Do you yearn for that same closeness Adam and Eve had with their Creator before they sinned and fell from grace? Even so, just as God knew where they were, so He continues to know our whereabouts and to seek us out if we try to hide from Him! Father God even provided His Son, Jesus, as the ultimate sacrifice so we can know Him and respond accordingly, as stated by the "Shorter Westminster Confession":
    "Man's chief end is to glorify God, and to enjoy him forever."

Surely our prayers should reflect this. We can go into that "secret place" (in Greek, it's translated as "private room") that Matthew tells us about.

    "But you, when you pray, go into your room, and when you have shut your door, pray to your Father who is in the secret place; and your Father who sees in secret will reward you openly." (Matthew 6:6)

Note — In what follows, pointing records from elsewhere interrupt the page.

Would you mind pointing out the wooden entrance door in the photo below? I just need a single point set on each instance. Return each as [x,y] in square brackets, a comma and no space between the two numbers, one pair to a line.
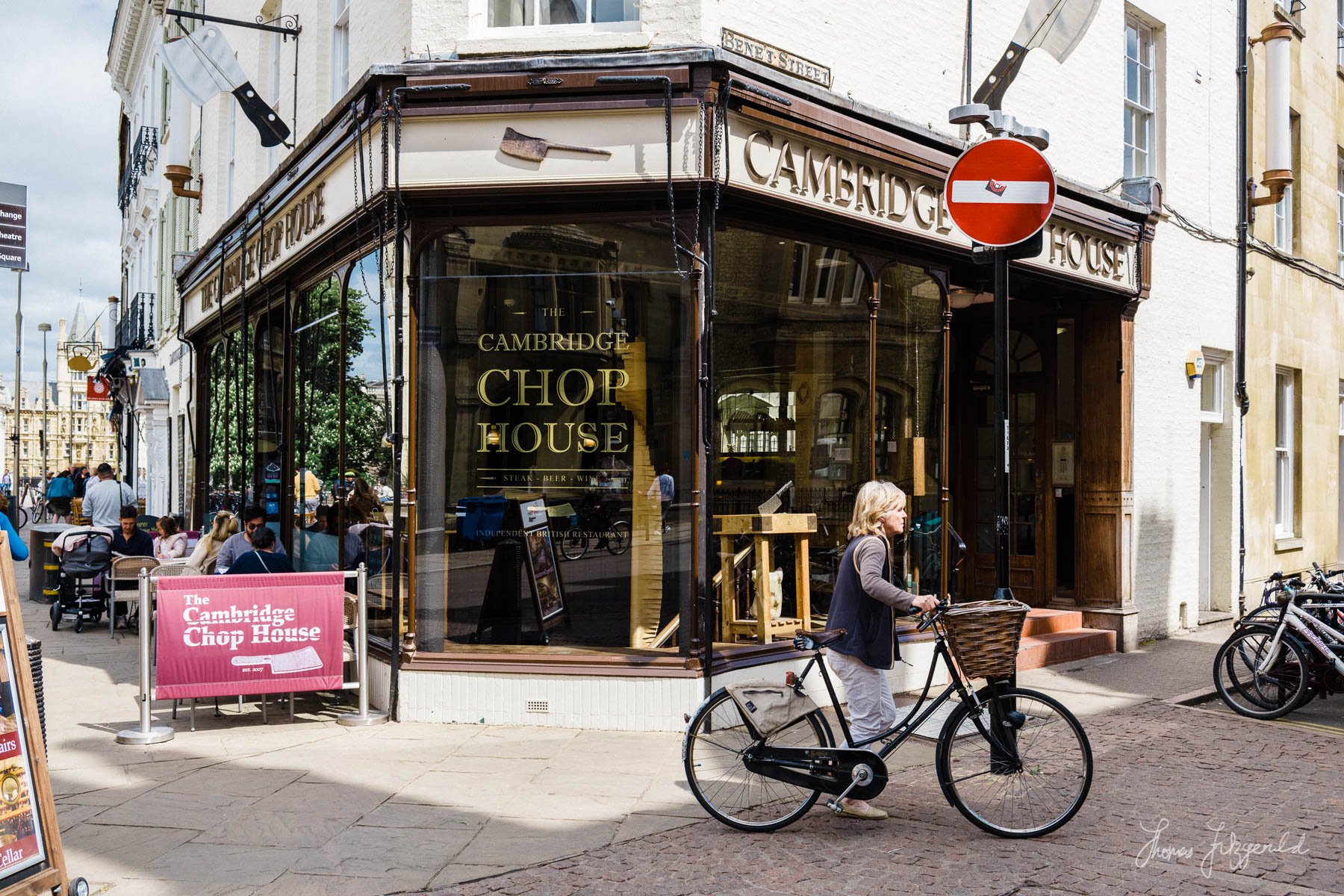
[1030,418]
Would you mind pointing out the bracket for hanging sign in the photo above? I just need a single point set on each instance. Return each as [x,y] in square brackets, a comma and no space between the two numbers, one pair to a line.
[288,28]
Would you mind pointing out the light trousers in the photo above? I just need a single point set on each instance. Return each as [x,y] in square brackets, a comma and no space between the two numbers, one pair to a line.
[873,709]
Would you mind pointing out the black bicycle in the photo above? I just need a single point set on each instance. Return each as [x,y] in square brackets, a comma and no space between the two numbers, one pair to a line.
[1012,761]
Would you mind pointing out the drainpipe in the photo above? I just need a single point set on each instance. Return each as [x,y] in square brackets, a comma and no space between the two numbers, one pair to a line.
[1242,231]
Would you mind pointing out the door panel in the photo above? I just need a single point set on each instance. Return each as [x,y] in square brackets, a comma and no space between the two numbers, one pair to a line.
[1030,422]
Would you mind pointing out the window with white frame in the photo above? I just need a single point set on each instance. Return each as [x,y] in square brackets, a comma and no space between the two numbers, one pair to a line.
[573,15]
[1342,408]
[233,155]
[1284,210]
[1339,31]
[273,152]
[1211,391]
[1285,444]
[1140,99]
[340,49]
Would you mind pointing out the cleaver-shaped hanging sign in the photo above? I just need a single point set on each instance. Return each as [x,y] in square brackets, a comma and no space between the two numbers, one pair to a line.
[202,65]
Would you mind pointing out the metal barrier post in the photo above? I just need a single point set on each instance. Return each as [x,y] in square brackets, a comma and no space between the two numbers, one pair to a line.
[363,716]
[147,732]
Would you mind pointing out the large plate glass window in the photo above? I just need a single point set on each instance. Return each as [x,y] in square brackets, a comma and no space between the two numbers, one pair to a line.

I remember my family had a walk-in clothes closet, where we could actually go in and close the door. On a shelf sat the traditional Byzantine icon of the namesake of the head of the home; in my family it was St. George on a horse, depicting the "Slaying of the Dragons." The "room" was lit by an "eternal flame," a candlewick floating in a red glass of oil and water. Next to this was placed the brass incense holder in which the fragrance of a bit of frankincense resin burned on a small rounded, quick-burning charcoal. After the routine Saturday house cleaning earlier, it would be carried through each room of the house with prayers, a fragrant sweet-smelling offering to the Lord to bless the house and all its occupants and those who would enter therein. The closet was always available for quiet secluded prayer.

In praying, our "secret room" can also be as a less literal interpretation of scripture, any place away from interruption and distraction, by ourselves, or even in the midst of a crowd. With Jesus' deep, loving presence at our side, there is always opportunity to develop our closeness with Him wherever we may be. Surely our intimacy with God is not limited by our environment. His truths can reach us in our own "secret room" as we abandon our own desires in submission to what God desires for us.

God need never ask us, "Where are you?" For, of course, He is forever with us!